22 But be doers of the word, and not merely hearers who deceive themselves.
23 For if any are hearers of the word and not doers, they are like those who look at themselves in a mirror; 24 for they look at themselves and, on going away, immediately forget what they were like.
25 But those who look into the perfect law, the law of liberty, and persevere, being not hearers who forget but doers who act—they will be blessed in their doing.
26 If any think they are religious, and do not bridle their tongues but deceive their hearts, their religion is worthless.
27 Religion that is pure and undefiled before God, the Father, is this: to care for orphans and widows in their distress, and to keep oneself unstained by the world.

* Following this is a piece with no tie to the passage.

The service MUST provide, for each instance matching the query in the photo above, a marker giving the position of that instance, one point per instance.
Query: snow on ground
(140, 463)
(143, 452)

As far as James is concerned, to be a follower of God who has that word of God implanted on one’s heart, you must be someone who works toward actively choosing to live out the way of Jesus.
Simply hearing the word, once or a thousand times, is ultimately meaningless if a person never allows the word of God to transform the way they interact with their neighbors.
It doesn’t make you “kind of” faithful.
Simply being present for a sermon was never the goal.
James offers an all-or-nothing proposition- followers of Jesus do the work of Jesus or they aren’t followers of Jesus.
And James offers a good gauge of what that looks like.
Words matter.
Followers of Jesus pay attention to what they say, not just the words themselves but the message they carry.
Destructive sentences can easily carry no profanity and even be said with a smile.
James isn’t cautioning against a few choice words, but the way we use words themselves and how they reveal what is in our hearts.
And James points out how just a few words can reveal the true depth, or lack there-of, of our faith.
James also provides perspective on where we can find blessings we often overlook- in our own faith lived out.
James does not say here that blessings come back to us because of our doing- this isn’t some sort of health-and-wealth gospel.
James definitely isn’t saying that those who do good things get good things back.
Instead, James invites us to recognize the blessing that is present in the act of service- the opportunity to display and share our faith and imitate the one whom we follow.
That is the blessing.
Finally, James names how they interact with those on the fringes of society as the true marker of their faith.
I’ll ask it this way.
Nobody cares if you are the nicest person in the world to your boss if you turn around and heap verbal abuse on those who work under you.
They notice the second.
Widows and orphans live on the edge of Jewish society.
They are often ignored or neglected.
They are the most vulnerable, they are individuals with no voice and no power in the first-century Jewish world.
And James says its how you treat those whom you could get away with neglecting matters.
If you treat those who you could neglect with compassion, then you truly show that you have been transformed.
In short, James is telling them that their faith must work.